For many people dealing with serious illness, the shock of the diagnosis is often enough to put us into an emotional place where it’s easy to ignore the life going on around us. We get so focused on the shock of our new reality that we can easily find ourselves already beginning treatment before we have time to process and accept all that is going on. For me, when the shock of hearing “you have stage 4 breast cancer” wore off, I had to face and accept that I would be in treatment for that cancer for the rest of my life. Treatment would never end and I was officially a breast cancer “lifer.” My life would go on, but so would all the ramifications of knowing I would always be one tumor marker or progression away from yet another treatment change.
As, with life, however, none of us live in a cocoon and we must live with all that goes on around us – having nothing to do with our health situation, but everything to do with the fact that the world doesn’t stop because we’ve been hit by an unmoveable iceberg.
In the 6-plus years since my mets diagnosis, I’ve experienced many non-cancer related, albeit life-changing events. I’ve lost a job that I loved, I’ve become a grandparent for the first time and I’ve watched my own child settle into a life filled with all I ever wished for her.
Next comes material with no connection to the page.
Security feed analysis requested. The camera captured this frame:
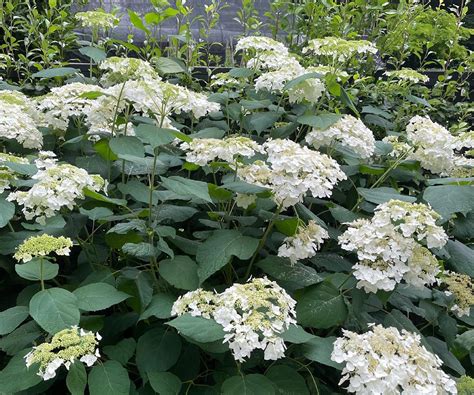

I put the negative things into my “it could be worse” category and the positive things have been added to my completed “bucket list.” I try to put perspective into everything that happens and that usually smooths things out for me and helps make my life more normal.
While we react to unexpected joys and traumas in different ways, occasionally, our reaction when we are affected by something that is beyond what we have ever prepared for can’t be imagined until it happens. If we win millions of dollars in the lottery, although we may have dreamed about that possibility throughout our lives, we will never know how we will react until it actually happens. Similarly, while we assume we are safe in our cars because we are good drivers, a split-second decision (or lack, thereof) of another driver can can change lives forever.
Recently, my adult daughter was involved in an accident when she was stopped at a red light and was hit from behind by another driver. It was a minor accident and at another time, would have given my daughter nothing more than shoulder bruises from her seat belt. The air bag never inflated. What turned this from fender-bender to horror is the fact that at the time of the crash, my daughter was 21 weeks pregnant with her second child. Except for a very short discharge, she has been hospitalized since the crash and will be until her baby girl is born. Every day is a gift and allows the baby to grow and get stronger. If she holds off until 28 weeks, there is a great chance she will be perfectly normal. The odds go down if she is born in the next 3 weeks, they go up for every day from 28 weeks to 34 weeks.
Needless to say, since the accident, I haven’t thought about my own health situation. Even having metastatic breast cancer (and respiratory issues related to a medication I was on for the cancer) seems trivial and minor compared to my daughter’s situation. Healthy babies are born all the time and we tend to take for granted that ours will be healthy and normal as well. How could I possibly feel sorry for myself when my child is fighting for her child? Of course, I can’t and don’t, but her situation has caused me to pause and look at my own journey.
What I’ve realized is that in the grand scheme of my life, having stage 4 breast cancer isn’t the worse thing that can happen. Yes, it’s bad and not what I expected or wanted, but in the end, there is so much more that can affect and change me. After watching my daughter and son-in-law deal with their situation over the past few weeks, I’ve realized that in the end, the reality is that life happens and as much as we think we can control our lives, we really can’t be in total control. Whether we are dealing with the negatives or the positives of life, all we can do is try to make the right choices and hope others do the same.
Don’t Stop Believing!
May you realize that even in your darkest moments, something wonderful and amazing can happen that will change your life and remind you to never stop living for those rays of light that will take away the dark.